The detection of monocrotophos, an organophosphate pesticide, which disrupts water bodies and the entire eco‐system has been proposed. The non‐enzymatic organophosphate electrochemical biosensor has been developed with sulphur, nitrogen co‐doped graphene quantum dots (S,N‐GQDSs) nanocatalyst as an interface that mimics the enzyme to activate acetylthiocholine chloride (ATChCl) with significant sensitivity and selectivity. Activation of ATChCl in the absence of enzyme using the S,N‐GQDs interface is the maiden approach accomplished in this work.

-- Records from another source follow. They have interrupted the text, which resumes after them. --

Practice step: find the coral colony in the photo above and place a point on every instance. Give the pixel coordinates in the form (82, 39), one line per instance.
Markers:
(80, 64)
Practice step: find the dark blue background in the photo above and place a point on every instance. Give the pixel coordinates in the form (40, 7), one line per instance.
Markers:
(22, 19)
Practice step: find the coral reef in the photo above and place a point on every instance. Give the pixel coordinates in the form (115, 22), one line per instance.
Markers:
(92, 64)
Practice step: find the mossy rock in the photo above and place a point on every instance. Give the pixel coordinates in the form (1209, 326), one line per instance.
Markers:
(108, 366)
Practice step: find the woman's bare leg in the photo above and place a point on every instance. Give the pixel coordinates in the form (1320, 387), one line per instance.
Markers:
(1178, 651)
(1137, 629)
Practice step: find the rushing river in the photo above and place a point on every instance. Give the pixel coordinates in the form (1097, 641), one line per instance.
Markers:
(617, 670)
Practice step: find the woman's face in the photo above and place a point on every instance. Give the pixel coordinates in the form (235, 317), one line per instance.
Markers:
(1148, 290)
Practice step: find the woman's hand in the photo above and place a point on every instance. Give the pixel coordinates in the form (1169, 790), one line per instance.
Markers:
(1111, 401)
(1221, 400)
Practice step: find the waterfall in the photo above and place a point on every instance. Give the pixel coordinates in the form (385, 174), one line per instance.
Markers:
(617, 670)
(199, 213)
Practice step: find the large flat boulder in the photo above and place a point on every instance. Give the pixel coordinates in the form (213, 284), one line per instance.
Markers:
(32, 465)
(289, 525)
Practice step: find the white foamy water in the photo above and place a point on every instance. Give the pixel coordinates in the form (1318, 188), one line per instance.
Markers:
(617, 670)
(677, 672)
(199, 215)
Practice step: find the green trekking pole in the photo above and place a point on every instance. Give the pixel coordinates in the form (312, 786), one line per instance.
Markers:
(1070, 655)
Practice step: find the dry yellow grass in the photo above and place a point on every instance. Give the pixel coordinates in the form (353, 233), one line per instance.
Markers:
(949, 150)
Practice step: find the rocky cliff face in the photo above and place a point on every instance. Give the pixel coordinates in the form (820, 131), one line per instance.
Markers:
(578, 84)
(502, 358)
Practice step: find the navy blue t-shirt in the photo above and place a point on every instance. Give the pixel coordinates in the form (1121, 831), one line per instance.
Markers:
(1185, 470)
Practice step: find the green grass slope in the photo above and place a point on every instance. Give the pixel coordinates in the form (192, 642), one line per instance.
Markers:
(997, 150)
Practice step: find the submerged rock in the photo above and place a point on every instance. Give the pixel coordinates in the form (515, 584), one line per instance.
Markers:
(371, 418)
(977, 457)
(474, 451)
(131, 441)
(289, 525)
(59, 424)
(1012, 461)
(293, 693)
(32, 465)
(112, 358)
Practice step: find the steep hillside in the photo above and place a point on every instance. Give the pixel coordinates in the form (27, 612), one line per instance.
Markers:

Activated ATChCl was employed to detect and quantify monocrotophos by reducing phosphoric acid to phosphorous acid during incubation and further to elemental phosphorous. The sensor detects the separation of phosphorus at −131 mV (vs Ag/AgCl) by non‐enzymatic approach coupled with amperometric analysis. The sensor exhibited a limit of detection and a limit of quantification (LOQ) of 25 and 83 nM L⁻¹ respectively.

中文翻译：

---

S，N-GQDs酶模拟电化学传感器可检测水中久效磷的危险水平

已经提出了一种久效磷的检测方法，久效磷是一种有机磷农药，会破坏水体和整个生态系统。非酶有机磷酸酯电化学生物传感器已开发出以硫，氮共掺杂的石墨烯量子点（S，N-GQDSs）纳米催化剂为界面，可模拟酶以显着的灵敏度和选择性激活乙酰硫代胆碱氯化物（ATChCl）。使用S，N-GQDs接口在不存在酶的情况下激活ATChCl是本工作中的首创方法。通过在孵育过程中将磷酸还原为亚磷酸，再还原为元素磷，活化的ATChCl用于检测和定量久效磷。传感器在−131 mV（vsAg / AgCl）结合非酶法和安培分析。该传感器的检测极限和定量极限（LOQ）分别为25和83 nM L ^-1。